Theorem. Let $I:=[a,b]$ be a closed bounded interval and let $f:I\to \mathbb{R}$ be continuous on $I$. Then $f$ has an absolute maximum and absolute minimum on I.
Note that the absolute maximum portion is all I need to answer my question in this proof.
Proof.
By hypothesis the set $f(I) := \{f(x): x\in I\}$ is bounded in $\mathbb{R}$ [proven in previous thm]. Let $s = \sup f(I)$. I claim that that there exists an $x_s$ in $I$ such that $s = f(x_s)$.
Since $ s = \sup f(I)$, if $n \in \mathbb{N}$, then the number $s - 1/n$ is not an upperbound of the set $f(I)$. Consequently there exists a number $x_n$ s.t.

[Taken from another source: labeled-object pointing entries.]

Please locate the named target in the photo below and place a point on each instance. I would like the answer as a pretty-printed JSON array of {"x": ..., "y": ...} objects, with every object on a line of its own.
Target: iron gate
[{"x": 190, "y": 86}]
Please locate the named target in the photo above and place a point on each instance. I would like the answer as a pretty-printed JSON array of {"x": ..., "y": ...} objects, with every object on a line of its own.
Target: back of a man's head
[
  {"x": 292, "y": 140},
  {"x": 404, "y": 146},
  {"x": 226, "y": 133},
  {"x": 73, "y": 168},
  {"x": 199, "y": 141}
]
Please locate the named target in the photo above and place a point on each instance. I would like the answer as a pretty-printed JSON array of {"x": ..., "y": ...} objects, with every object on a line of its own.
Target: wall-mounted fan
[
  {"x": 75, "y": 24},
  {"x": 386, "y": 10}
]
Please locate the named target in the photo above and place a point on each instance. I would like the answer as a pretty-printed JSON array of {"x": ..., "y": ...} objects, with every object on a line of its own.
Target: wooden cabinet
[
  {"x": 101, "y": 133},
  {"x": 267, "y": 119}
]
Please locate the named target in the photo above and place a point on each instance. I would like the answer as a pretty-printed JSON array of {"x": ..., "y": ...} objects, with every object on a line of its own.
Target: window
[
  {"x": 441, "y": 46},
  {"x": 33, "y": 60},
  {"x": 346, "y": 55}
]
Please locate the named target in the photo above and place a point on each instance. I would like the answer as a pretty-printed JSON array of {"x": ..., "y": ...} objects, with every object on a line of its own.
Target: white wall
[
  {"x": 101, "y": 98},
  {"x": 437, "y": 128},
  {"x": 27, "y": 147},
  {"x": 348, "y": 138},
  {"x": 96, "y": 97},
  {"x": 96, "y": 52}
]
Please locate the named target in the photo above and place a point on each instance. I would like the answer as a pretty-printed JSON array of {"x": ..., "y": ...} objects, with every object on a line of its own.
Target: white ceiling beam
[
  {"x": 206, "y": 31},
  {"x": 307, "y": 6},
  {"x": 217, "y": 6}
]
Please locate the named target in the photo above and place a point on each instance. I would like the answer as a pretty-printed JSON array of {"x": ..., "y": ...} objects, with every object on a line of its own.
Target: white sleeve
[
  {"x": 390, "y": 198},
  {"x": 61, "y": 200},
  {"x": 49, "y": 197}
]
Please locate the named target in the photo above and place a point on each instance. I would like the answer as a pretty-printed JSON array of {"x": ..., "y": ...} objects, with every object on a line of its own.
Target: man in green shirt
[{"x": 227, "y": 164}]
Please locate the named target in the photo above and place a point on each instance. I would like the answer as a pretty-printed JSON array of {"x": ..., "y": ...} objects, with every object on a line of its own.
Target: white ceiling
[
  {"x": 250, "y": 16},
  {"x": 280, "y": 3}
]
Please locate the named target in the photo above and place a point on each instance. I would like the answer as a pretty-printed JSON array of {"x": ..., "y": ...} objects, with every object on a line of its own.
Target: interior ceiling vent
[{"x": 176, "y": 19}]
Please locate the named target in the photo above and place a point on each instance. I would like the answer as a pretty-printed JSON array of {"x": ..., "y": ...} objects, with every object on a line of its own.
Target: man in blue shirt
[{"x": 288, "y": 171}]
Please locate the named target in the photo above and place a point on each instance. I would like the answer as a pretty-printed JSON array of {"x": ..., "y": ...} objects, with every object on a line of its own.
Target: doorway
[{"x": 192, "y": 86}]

$$s - 1/n < f(x_n) \leq s \, , \, \, \forall n \in \mathbb{N} \tag{$\star$}$$
Since $I$ is bounded, the sequence $X = (x_n)$ is bounded. Therefore, by the Bolzano-Weierstrass Theorem, there exists a subsequence $X' = (x_{n_k})$ of $X$ that converges to some number $x_s$. Since the elements of$X'$ belong to $I$ it follows that $x_s\in I$. Therefore $f$ is continuous at $x_s$ so that $\lim(f(x_{n_k})) = f(x_s)$. Applying this fact to ($\star$) and using the squeeze theorem we conclude that $\lim(f(x_{n_k})) = s$ and we have
$$f(x_s) = \lim(f(x_{n_k})) = s = \sup f(I)$$
which means $x_s$ is an absolute maximum point of $f$ on $I$.
The part I'm having difficulty with is the the "$\leq$" in inequality $(\star)$. Why can we assume that $f(x_n)$ might be equal to $\sup f(I)$? It seems as though we're assuming that which is to be proved might be true.
And furthermore, I can not recall using the squeeze theorem on strict inequalities (the left side of $(\star)$.
We are considering the possibility that $f(x_n)=s$, we are not assuming this is the case. It would be wrong to say $f(x_n)<s$ (the theorem shows this is not always the case!).
To put this another way, we do not know that the equality is obtained (you are correct, this is what we are trying to prove). However, by definition of the supremum, we can say with certainty that for any $x\in I$ that $f(x)\le s$.